While most of Fayette County still feels decidedly rural, a small sliver of the U.S. 19 corridor in the county was recently included in a newly designated “urbanized area,” which also includes Beckley. Urbanized areas, which are identified by the federal census, have more than 50,000 people.
The Mountain Transit Authority (MTA) is currently a rural transit system. Half of its operational funding comes from a federal 5311 grant, which is matched by the state.
Transportation systems in urbanized areas fall under a different federal grant program — the Urbanized Area Formula Program (5307) — which is not supplemented with state operating assistance.
“It takes that state funding off the table. If you have a transit authority getting that rural assistance, as an urban transit authority, they don’t. That means you have to cut services if you can’t come up with that difference somewhere else,” explained Perry Keller of the West Virginia Department of Transportation (WVDOT).
Susan O’Connell, director of Public Transit for WVDOT, said that how precisely the new urbanized designation will affect MTA depends on how the organization decides to respond.
“It’s a complicated situation and until they present some sort of direction or idea about how they want to move, it’s somewhat difficult to know what the impact would be,” she says.

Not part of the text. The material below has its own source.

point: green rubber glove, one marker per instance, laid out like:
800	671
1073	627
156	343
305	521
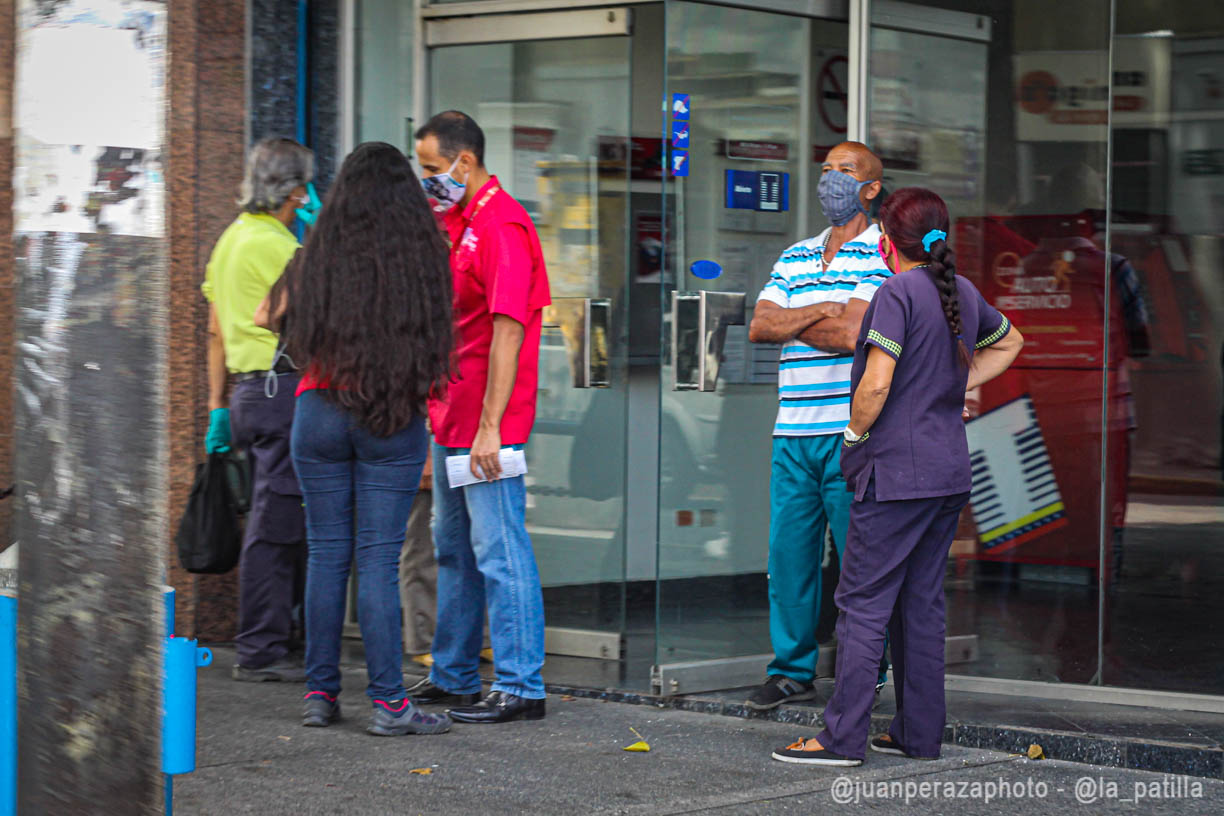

The organization — which provides transportation services to residents of Fayette, Nicholas, Webster and Greenbrier counties — could form a rural transit system that includes only the rural counties and excludes Fayette. That entity could continue to receive state funding.
Then a new urban transit authority could potentially form in Fayette and Raleigh counties, but it would have to come up with half of its operating deficit rather than relying on the state.
MTA director Bill Mauzy said he is not sure at this time how the situation will affect Fayette County’s services.
“It would be a totally different ball game if we were involved with it,” he says.
“If we were to play that game, we would have to have a totally new staff, a separate operation on the side. (...) There’s a lot of extra funding that has to be involved for us to be a part of it, which might be beyond our reach.”
Mauzy notes that there is a lot of demand for public transportation in Fayette County.
O’Connell says that Beckley is the first location in West Virginia that has not had a public transit system prior to becoming an urbanized area. Beckley piloted a rural program but voters turned down a levy to fund it.
Raleigh County is currently served by a number of transportation programs run by Raleigh County Community Action Association (RCCAA), which is a private nonprofit rather than a public transit authority.
This distinction means that its funding will remain unchanged with the new urban designation, according to O’Connell.
As a private nonprofit and as a “specialized” transportation service provider, RCCAA would be ineligible to receive the federal 5307 funding.
O’Connell said her office is available to assist in any way that it can with the changes brought by urbanization.
“Some of this is just new, not only for the area, but also we’re dealing with a new piece of legislation and a lot of guidance for that still hasn’t been made available by the Federal Transit Administration,” she says. “So that makes this even more complicated.”